Without getting into a debate about the underlying science, Seth uses global warming as an example of how the way a story is told matters more than the underlying facts. He thinks in this case, it boils down to choosing the wrong words when warning of the possibility of catastrophic climate change.
Global is good.
Warm is good.
Even greenhouses are good places.
How can “global warming” be bad?
I’m not being facetious. If the problem were called “Atmosphere cancer” or “Pollution death” the entire conversation would be framed in a different way.
I’d call it “pollution plague” myself (if you hadn’t guessed). Cancer and death are things that happen to individuals, but the plague has ravaged entire civilizations. That’s a story that has a chance of getting people to take action.
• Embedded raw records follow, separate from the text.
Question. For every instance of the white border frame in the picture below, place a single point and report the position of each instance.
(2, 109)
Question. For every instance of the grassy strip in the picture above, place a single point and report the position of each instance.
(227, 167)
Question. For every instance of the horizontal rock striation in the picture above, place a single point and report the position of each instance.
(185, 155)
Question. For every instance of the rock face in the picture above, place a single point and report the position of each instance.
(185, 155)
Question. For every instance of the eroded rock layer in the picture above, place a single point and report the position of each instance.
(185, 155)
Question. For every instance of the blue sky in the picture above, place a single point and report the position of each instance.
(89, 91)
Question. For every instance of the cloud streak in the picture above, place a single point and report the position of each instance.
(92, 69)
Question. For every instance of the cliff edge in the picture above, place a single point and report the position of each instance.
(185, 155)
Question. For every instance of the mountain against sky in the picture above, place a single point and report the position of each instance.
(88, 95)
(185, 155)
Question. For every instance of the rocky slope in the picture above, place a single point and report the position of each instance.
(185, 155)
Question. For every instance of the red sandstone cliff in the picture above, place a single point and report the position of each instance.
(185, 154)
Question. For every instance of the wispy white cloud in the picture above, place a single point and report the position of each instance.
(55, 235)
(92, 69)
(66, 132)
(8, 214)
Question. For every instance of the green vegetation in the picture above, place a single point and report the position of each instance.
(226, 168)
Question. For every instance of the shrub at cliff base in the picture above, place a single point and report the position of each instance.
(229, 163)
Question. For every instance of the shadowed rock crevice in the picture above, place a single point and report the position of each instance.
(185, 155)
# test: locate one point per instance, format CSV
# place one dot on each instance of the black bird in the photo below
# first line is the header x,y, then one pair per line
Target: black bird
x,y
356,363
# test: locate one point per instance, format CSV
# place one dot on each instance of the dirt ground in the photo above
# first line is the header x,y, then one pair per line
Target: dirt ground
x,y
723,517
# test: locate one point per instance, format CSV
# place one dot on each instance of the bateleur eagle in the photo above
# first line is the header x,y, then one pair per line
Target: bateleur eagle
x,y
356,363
The marketing lesson is clear. If a whole bunch of scientists think our current practices may lead to ecological disaster, and everyone pretty much yawns because the story isn’t vivid enough, what happens to a silly little business with a lame story?
We’ve seen that in a competitive situation, the better story tends to win, even sometimes over greater merit. We know that people decide based on emotion, and then justify with logic. And we know that once a certain number of people adopt a story as one they want to hear, there’s a good chance that a lot of others will too.
In today’s business environment, it’s not enough to have a story. It’s got to be a vivid, engaging story that connects at an emotional level. Anything less may well lead to disaster.